Some questions have swirled about how much the Marshall Project would tilt toward a ProPublica-style big investigations model, versus a more digitally driven journalistic effort. The weighty narrative took to the gates first.
Keller, a former executive editor of The New York Times who joined the startup as its editor in chief, said in a phone interview that the piece “is more of a sneak preview than a debut.” And it couldn’t hold till the site’s full rollout, which he said he expects by mid-October, for fear of competition.

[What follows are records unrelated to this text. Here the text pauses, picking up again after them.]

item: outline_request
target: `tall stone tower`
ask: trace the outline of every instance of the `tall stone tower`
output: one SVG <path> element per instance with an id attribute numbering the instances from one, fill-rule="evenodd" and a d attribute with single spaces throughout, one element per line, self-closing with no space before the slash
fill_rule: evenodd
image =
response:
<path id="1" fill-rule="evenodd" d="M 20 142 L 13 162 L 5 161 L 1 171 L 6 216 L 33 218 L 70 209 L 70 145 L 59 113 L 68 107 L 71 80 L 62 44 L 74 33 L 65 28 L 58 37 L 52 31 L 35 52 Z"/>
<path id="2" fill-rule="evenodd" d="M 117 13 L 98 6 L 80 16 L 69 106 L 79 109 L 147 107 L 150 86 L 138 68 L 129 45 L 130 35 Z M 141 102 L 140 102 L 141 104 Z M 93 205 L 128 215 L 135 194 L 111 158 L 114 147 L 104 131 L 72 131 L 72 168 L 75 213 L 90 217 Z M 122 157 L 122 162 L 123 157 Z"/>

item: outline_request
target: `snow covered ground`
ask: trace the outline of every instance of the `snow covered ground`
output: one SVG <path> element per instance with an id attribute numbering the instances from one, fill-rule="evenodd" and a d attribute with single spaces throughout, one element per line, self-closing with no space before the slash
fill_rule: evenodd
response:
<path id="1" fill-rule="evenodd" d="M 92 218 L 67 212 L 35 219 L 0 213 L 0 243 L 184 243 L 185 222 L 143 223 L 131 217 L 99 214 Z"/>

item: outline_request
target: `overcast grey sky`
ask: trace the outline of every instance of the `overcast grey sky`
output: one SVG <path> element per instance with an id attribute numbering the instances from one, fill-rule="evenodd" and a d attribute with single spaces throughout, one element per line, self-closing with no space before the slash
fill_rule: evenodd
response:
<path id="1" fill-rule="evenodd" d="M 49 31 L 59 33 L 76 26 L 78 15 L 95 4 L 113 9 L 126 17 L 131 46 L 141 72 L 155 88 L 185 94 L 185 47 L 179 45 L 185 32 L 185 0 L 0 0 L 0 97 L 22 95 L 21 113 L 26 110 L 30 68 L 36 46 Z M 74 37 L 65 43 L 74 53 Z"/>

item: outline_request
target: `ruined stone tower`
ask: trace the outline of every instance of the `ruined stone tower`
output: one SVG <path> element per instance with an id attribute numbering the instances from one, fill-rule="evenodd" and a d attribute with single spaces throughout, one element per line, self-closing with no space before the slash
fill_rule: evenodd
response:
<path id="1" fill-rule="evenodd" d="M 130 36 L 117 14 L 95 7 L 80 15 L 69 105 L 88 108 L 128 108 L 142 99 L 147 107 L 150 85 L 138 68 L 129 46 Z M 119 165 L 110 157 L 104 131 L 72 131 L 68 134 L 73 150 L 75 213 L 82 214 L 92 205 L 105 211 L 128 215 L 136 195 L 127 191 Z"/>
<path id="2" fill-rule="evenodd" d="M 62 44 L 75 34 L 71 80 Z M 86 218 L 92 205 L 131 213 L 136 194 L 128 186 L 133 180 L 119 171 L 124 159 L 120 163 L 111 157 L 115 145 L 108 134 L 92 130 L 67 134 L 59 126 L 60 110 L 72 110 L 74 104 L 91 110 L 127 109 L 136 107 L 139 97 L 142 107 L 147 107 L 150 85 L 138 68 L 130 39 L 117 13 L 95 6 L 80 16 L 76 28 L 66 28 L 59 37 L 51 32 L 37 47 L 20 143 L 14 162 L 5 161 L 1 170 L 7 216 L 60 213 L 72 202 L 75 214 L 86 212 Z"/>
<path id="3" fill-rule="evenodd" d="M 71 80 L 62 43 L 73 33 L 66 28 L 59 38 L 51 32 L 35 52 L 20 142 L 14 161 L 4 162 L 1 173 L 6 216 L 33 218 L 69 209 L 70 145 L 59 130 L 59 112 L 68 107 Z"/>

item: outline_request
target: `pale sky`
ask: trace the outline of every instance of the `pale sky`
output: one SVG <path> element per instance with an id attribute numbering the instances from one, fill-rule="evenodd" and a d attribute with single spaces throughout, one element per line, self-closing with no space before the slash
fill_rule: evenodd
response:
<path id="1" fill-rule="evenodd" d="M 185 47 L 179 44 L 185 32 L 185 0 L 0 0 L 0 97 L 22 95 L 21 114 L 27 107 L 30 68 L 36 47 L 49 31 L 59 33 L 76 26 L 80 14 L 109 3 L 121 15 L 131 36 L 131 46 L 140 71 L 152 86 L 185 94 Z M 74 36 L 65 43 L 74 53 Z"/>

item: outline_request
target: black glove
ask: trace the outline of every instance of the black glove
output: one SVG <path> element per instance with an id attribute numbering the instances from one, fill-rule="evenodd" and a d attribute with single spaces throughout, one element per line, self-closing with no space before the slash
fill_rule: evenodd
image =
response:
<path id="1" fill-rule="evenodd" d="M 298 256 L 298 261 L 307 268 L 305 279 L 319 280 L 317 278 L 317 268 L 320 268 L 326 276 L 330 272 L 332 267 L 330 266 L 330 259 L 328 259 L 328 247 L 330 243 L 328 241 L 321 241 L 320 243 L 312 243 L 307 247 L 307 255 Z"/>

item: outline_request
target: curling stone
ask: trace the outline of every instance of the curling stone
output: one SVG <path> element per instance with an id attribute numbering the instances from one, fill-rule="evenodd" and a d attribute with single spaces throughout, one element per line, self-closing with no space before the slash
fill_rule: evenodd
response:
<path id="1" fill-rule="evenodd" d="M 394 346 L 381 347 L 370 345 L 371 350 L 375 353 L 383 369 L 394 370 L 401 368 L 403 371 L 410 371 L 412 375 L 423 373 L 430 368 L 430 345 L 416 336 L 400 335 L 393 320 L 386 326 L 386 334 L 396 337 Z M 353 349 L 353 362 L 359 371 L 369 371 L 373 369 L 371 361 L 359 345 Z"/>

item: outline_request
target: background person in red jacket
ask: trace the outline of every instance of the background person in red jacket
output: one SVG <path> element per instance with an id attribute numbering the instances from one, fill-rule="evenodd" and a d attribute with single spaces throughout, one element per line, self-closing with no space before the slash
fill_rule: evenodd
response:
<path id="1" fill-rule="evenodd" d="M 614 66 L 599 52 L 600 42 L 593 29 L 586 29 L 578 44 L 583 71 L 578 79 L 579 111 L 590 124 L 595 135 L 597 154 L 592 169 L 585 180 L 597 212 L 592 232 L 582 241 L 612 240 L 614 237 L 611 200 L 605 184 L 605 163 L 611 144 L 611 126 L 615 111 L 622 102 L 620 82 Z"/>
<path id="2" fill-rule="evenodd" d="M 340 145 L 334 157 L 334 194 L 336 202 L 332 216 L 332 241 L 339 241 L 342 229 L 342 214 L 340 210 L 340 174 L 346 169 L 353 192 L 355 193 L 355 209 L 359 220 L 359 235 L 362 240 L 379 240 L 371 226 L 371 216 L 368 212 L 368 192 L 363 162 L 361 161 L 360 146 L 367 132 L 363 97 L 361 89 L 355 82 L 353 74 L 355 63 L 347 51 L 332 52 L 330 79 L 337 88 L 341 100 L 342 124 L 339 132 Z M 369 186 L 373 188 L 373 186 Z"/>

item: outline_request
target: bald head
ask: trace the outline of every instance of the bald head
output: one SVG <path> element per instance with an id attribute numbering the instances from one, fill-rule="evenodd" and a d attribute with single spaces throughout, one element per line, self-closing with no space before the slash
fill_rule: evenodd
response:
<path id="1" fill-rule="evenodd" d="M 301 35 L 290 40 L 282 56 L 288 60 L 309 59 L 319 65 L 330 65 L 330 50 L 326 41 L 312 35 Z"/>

The months-long investigation published Monday tells the story of Johnny Webb, a witness in the triple-homicide prosecution of Cameron Todd Willingham in 1992. Webb now claims he gave false testimony in exchange for reduced time behind bars. Written in a straightforward tone by Pulitzer Prize-winner Maurice Possley, the 4,700-word piece was cross-published by The Washington Post and led the front page of its print edition Monday morning.
Driving the day
“This will be one template we’ll follow,” Keller said. “We’d like to do long investigative pieces, deep dives, that we then deliver to the general public in partnership with other news organizations. That ProPublica model has worked quite well for them and we’ve had a lot of people who’ve wanted to partner with us.”
The Marshall Project is backed by journalist-turned-investor Neil Barsky, who also — full disclosure — chairs CJR’s Board of Overseers. It was one of several new media ventures to announce its launch earlier this year, and Keller’s place atop the masthead lent it an air of credibility from the start. The single-issue site will cover the US court and prison systems, institutions facing complex questions amid criticism of mass incarceration, ballooning costs, and racially biased policing.
The site lists a dozen editorial staff, and Keller said he’s in the process of hiring two more reporters and a photo editor to round out the team. Of primary concern now is ironing out remaining kinks on the website. “I’d rather launch a little later and get it right, especially the reader experience, than launch early and have a HealthCare.gov-like situation,” Keller said.
The site will package its own reporting and commentary alongside aggregated criminal justice news in a daily morning email. In addition to investigative stories like the one published Monday, Keller said, coverage will include day-to-day analyses and magazine-style features.
“Some will be a more character-driven narrative, and some of them will explore things that work,” he said. “It won’t all be about failings in the system.”